Are you in the mood for some cynical, world-weary, mind-blowing science-fiction? Of course you are! The near-simultaneous release of two books along these lines is a cause for some downbeat celebration, as long as you're in the mood to explore just how little control you have over the contents of your mind, the nature of your personality, and the probable non-existence of yourself as a continuous, discrete entity.
The first of these two books is Peter Watts's Echopraxia (that word being the involuntary and meaningless mimicking of someone else's movements), a semi-sequel to his astonishingly good and bleak Blindsight, which is easily one of the best SF novels of the century so far. Sporting cover art by Richard Anderson (who manages to combine the unlikely but convincing mass effects of John Harris with the dynamic figure work of Phil Hale), Echopraxia is not quite the equal of the previous book, but it comes close. This is not due to any lack in the prose, but more because it tends to explore Blindsight's concerns in more depth--the earlier book had the shock of the new to add to its brain-boggling effect.
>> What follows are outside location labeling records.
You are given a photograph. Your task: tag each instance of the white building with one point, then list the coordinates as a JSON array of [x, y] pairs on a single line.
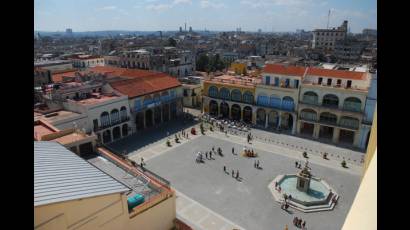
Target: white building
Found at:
[[326, 38]]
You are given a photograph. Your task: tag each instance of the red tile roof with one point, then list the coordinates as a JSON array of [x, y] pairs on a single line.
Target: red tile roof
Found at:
[[337, 73], [284, 70], [139, 82], [58, 77]]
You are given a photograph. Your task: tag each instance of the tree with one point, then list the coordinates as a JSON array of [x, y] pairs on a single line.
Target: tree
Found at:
[[172, 42], [202, 63]]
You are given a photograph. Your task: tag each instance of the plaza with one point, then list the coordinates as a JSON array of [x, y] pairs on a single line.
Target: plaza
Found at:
[[246, 203]]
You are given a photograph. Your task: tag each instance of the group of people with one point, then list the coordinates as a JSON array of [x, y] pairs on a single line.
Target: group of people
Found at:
[[236, 176], [249, 152], [298, 222], [298, 164]]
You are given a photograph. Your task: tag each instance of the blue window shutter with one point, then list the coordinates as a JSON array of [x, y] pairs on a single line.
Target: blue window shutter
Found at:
[[276, 81]]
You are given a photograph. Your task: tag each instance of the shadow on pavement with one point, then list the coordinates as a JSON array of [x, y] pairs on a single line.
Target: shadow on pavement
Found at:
[[146, 137]]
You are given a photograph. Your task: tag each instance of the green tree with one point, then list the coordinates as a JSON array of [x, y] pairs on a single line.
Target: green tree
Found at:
[[202, 63], [172, 42]]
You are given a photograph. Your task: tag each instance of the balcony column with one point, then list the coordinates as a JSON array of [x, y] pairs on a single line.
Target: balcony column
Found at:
[[162, 118], [294, 125], [356, 138], [280, 120], [336, 134], [316, 131], [144, 123]]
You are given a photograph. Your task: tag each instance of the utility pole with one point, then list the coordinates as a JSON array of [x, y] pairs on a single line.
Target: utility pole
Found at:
[[328, 18]]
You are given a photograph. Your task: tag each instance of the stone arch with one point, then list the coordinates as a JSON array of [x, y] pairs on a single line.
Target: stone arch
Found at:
[[330, 100], [236, 112], [213, 108], [236, 95], [260, 117], [224, 94], [352, 104], [213, 91]]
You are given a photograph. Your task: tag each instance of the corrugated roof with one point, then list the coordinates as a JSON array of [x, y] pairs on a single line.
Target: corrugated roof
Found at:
[[284, 70], [61, 175], [333, 73]]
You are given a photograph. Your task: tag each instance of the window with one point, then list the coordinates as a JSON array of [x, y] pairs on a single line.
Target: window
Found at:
[[276, 81], [95, 123], [349, 84], [296, 83]]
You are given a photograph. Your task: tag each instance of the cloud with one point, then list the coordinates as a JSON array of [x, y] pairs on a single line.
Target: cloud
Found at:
[[164, 6], [158, 7], [175, 2], [108, 8], [208, 4]]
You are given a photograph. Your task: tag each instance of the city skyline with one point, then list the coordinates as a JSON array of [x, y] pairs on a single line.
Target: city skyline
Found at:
[[169, 15]]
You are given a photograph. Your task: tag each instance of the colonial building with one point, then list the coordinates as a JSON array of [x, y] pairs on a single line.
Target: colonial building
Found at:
[[331, 104], [326, 38], [278, 96], [231, 97], [114, 102]]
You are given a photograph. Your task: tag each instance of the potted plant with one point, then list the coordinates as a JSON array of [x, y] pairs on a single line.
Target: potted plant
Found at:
[[343, 164]]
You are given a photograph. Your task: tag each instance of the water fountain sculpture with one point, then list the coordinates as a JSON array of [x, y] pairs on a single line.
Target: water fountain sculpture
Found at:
[[307, 192]]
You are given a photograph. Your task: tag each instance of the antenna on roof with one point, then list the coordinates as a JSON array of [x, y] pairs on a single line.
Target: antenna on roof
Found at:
[[328, 18]]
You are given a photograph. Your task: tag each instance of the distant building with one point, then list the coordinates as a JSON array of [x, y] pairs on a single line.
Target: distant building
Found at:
[[369, 32], [326, 38], [69, 31], [86, 61]]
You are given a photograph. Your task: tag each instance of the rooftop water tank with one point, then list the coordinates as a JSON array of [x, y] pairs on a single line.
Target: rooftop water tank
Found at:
[[135, 201]]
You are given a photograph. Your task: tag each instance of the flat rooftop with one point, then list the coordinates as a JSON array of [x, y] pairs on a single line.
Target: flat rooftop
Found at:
[[236, 80], [95, 100], [59, 115], [139, 185]]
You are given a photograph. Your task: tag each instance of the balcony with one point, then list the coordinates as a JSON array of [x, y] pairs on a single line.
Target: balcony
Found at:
[[111, 124]]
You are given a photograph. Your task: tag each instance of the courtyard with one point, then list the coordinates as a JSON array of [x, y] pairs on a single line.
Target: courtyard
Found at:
[[248, 202]]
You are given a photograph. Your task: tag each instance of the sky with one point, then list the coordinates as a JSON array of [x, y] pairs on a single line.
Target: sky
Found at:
[[215, 15]]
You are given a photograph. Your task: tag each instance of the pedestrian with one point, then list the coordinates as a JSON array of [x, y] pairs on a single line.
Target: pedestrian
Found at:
[[295, 220]]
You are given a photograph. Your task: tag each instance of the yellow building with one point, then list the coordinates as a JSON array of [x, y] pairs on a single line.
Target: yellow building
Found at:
[[70, 193], [363, 213], [230, 97], [238, 68]]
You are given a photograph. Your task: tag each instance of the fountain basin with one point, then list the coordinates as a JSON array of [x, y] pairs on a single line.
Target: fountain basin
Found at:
[[318, 198]]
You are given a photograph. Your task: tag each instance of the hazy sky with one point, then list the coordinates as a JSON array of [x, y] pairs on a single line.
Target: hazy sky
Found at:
[[250, 15]]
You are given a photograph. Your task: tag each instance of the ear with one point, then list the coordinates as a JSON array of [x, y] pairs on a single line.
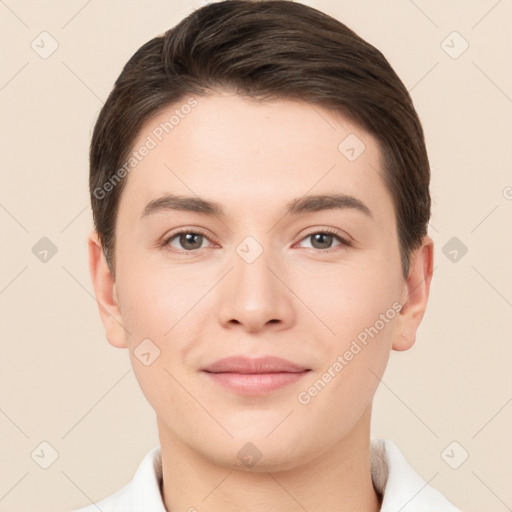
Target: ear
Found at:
[[106, 295], [415, 295]]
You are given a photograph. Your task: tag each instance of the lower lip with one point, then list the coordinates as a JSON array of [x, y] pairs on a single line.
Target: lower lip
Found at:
[[256, 383]]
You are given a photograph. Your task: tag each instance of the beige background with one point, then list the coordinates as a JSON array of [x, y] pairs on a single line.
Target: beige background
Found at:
[[62, 383]]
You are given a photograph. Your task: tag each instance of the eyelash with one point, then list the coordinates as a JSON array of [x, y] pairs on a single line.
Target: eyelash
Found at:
[[324, 231]]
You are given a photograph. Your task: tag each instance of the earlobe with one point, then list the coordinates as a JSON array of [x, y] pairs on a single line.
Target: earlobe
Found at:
[[106, 293], [415, 296]]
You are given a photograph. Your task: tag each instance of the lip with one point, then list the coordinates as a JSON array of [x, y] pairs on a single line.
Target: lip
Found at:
[[255, 376]]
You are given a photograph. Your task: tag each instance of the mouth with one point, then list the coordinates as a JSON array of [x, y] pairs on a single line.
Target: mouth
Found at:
[[247, 376]]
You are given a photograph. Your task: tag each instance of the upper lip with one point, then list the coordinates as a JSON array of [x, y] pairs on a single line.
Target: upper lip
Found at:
[[243, 364]]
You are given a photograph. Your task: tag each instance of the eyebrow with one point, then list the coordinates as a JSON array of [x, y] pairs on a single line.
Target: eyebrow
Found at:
[[305, 204]]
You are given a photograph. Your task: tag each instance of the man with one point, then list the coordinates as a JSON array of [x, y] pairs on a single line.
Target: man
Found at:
[[260, 190]]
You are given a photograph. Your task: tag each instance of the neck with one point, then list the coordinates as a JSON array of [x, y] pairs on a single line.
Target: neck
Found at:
[[338, 480]]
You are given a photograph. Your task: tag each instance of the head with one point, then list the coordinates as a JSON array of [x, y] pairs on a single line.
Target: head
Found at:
[[237, 100]]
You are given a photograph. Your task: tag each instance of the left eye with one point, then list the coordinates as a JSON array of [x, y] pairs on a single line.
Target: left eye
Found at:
[[324, 240], [188, 240]]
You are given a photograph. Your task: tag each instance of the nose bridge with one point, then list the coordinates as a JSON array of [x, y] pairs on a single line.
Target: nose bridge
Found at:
[[253, 295]]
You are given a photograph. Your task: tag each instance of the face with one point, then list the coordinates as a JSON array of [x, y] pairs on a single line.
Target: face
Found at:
[[286, 247]]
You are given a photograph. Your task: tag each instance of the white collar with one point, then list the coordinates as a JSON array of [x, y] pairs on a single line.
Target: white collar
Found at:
[[401, 487]]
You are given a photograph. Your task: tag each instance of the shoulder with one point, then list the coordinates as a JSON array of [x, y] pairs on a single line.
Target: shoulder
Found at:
[[142, 493], [399, 484]]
Echopraxia's many threads explore the difficulties of communicating with alien intelligences, the possibilities of intelligence without sentience, the probably non-existence of free will, how the brain works when high on religion, networking human minds, disturbingly convincing evolutionary-throwback neanderthal vampires, and brain-rigged zombie soldiers.
Somewhat confusingly, in the UK Echopraxia and Blindsight have been bundled togetehr as one volume, Firefall, which uses a spaceship designed and "built" by Watts himsellf for the cover.
If genre prejudices make you shy away from books which feature hair-raising jaunts around the solar system, Darin Bradley's Chimpanzee might be more your sort of thing. Published by one of the small presses that are increasingly the heart of interesting SF (Underland Press in this case), it takes a satirical idea--that in a near-future USA suffering another Great Depression, those who can't afford to pay off their student loans will have their educations repossessed--and develops it with bleak, serious sincerity. The unemployed narrator's Ph.D. is being taken away from him through a cocktail of cognitive therapy and drugs, with the rest of his higher education to follow. But his memories of his life with his wife, who he met at graduate school, are inextricably bound up with his learning. Add to this a developing anarchist movement which makes use of the image of a chimpanzee, and Bradley's book is a fascinating and depressing novel of great originality.
The cover, designed by Jennifer Tough, makes use of the chimpanzee glyph, which she created to be used for both the book design and promotional images. It has also been stamped in blood red onto the book's boards, making a part of the book which is normally staid and boring a dramatic treat for the eye.
I suspect that simple, bold design would have been effective as a cover by itself, especially if you disregard the fingerprint smears that have made their way onto my scan.